Till it defined her.
And if that wasn’t a life lesson to be gentle with yourself, to forgive and nurture and let yourself grow beyond your follies, Sable didn’t know what was.
Feeling a rare moment of connectedness with her mother, Sable pushed back her chair, moved around the kitchen bench and leaned in to kiss Mercy on her cool cheek. Her mother leaned in to accept it. A bare quarter inch, but it was something.
“Dinner’s in ten minutes,” Mercy grumbled. “Come sit with me even if you’re not eating.”
“Okay, Mum.”
Mercy sent Sable a tight smile.
Back in her room Sable saw that the rug had buckled when she’d fallen in through the window. She gave it a yank, only to expose a slat of old wood a different colour from the rest. A slat with a missing nail.
She crouched, and jimmied the thing loose. And below the floorboards she found a small tin box. Inside it a treasure trove of memories, sentimental things her mother would have thrown away in a heartbeat.
A pure white feather. A smooth pink stone. A postcard Sable had once found among the junk mail her mother had dumped on the bench.
It was from Greece, the return address a scrawl she could barely make out. When Sable had brought it to her mother, Mercy had taken one look, her face brightening, then crumpling, before she’d thrown the card in the bin. Sable had fished it out later that night, stuck it back together, spinning tales in her head that it might have been from her father. Kidnapped by pirates and sending secret messages so her mother knew she was not forgotten.
But the card wasn’t what she was hoping to find inside the little tin box.
There, having slid down beneath everything else, a thin, gold-plated chain, the clasp of which was held together with a slim arrow half the width of her wrist. The bracelet Rafe had given her for her seventeenth birthday. The same night she’d pushed him up against a hay bale in the loft of his father’s barn and told him he loved her and it was time to stop pretending otherwise.
As her thumb ran over the dainty curves of the arrow, she remembered opening the gift. And Rafe’s voice came to her as clear as if he were whispering the words in her ear.
“You cast your spell on me the moment you looked at me, lying on the banks of the river, your witch eyes drinking me in. You shot an arrow through my heart. Also, I hope and pray the arrow magically infuses you with some small sense of direction, as yours is a shocker.”
He’d been nineteen and magnificent as a cloudless midnight sky.

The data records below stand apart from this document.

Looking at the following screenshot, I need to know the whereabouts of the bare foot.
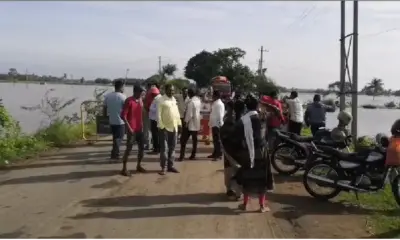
[238,203,247,211]
[260,206,271,213]
[120,169,131,177]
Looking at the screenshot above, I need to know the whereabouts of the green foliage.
[302,128,400,237]
[0,89,102,165]
[185,47,277,93]
[362,78,384,98]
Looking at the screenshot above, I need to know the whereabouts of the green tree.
[328,81,352,96]
[363,78,384,99]
[184,50,221,87]
[8,68,18,80]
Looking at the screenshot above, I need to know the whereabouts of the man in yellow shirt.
[157,84,182,175]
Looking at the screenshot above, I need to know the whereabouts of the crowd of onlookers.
[104,81,225,176]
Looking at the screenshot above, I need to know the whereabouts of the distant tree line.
[0,47,400,97]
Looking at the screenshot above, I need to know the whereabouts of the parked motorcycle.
[271,129,351,175]
[303,135,400,205]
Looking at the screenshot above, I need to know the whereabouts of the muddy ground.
[0,142,377,240]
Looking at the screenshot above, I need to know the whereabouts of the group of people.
[103,81,225,176]
[104,81,340,212]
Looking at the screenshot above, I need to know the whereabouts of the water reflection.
[0,83,400,136]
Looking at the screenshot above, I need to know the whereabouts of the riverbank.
[302,128,400,240]
[0,97,96,167]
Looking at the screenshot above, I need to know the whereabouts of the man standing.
[233,91,246,121]
[179,89,201,161]
[157,84,182,175]
[261,91,284,150]
[121,85,146,176]
[149,87,161,154]
[286,91,304,135]
[176,87,189,137]
[304,94,336,135]
[208,90,225,161]
[103,81,126,160]
[143,83,156,150]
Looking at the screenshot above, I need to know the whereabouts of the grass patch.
[36,121,96,147]
[302,128,400,237]
[339,188,400,240]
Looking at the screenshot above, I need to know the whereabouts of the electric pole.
[258,46,269,76]
[351,0,358,142]
[158,56,161,75]
[339,0,347,111]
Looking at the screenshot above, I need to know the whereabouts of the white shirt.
[104,92,126,125]
[209,99,225,127]
[149,94,161,122]
[286,98,304,123]
[185,96,201,131]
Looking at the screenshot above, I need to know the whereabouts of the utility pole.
[158,56,161,75]
[258,46,269,76]
[339,0,346,111]
[351,0,358,142]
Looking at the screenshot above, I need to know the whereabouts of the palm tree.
[365,78,384,100]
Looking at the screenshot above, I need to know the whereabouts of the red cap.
[150,87,160,95]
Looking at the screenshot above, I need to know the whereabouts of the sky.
[0,1,400,89]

She’d loved him for years, so fiercely she’d feared it might cleave her in half. The thought of spending a day apart, much less years, would have been unimaginable.
But if she’d stayed... What was the likelihood they’d still be together?
If she’d stayed, would Rafe have had the gumption, the time, the drive to buy Stan out? Would he have been as driven to make something of himself, to create the big life he now led? The life that had mellowed him, given him purpose. Or would he have poured every ounce of that energy into loving her?
Her mother had wanted her to leave. To protect her. And to forge her.
But Sable now knew leaving was the best thing she could have done for him.
Early the next morning Rafe hooked a left from his driveway, about to head to the airport, when he found himself pulling up outside the house next door.
He noted the broken shingles over the front door. The gutters in need of a clean out. He’d get on to that for Mercy. But that wasn’t why he’d stopped.
“Just go,” he said.
The car said nothing back.
Swearing beneath his breath, Rafe switched off the engine, and got out. Clueless as to what excuse he’d make for knocking on the door. Asking after her bumps and bruises following her fall through the window? Suggesting she check in on Janie if she was bored?
Or to tell Sable, now, so it was done, that while he’d heard her last night, while her words had made him see how serious she was, his answer had to be no.
And not for the reason he would ever have imagined.
Yes, growing up, “family” had been a dirty word. Just because someone was blood, did not mean there would be love, or any instinct to care, no matter what. It was a choice. One that you had to decide to make every day.
But the reason that had kept swimming through his head as he’d tried to fall asleep the night before? If he said yes, and if by some miracle Sable actually had his child, he could not imagine a world in which that child did not know who he was.
It was the “her”.
When Sable had innocently let that slip, it had knocked him sideways. Leaving a crack through which a vision had slipped. The vision of a little girl.
Not dark like Janie, but fair like Sable. With her hazel eyes and his curls. He pictured himself, clear as if it were a real memory, holding her tiny hand as he helped her navigate the stones across the river. The same stones he’d used dozens of times, with her mother.
Picturing that little girl, out there in the world, knowing he’d agreed not to be a part of her life? He’d never agree to that. For he knew what it felt to be that child. To have a parent know him, and still turn their back on him. That wasn’t the kind of man he was.
Rafe glanced down the side of the house.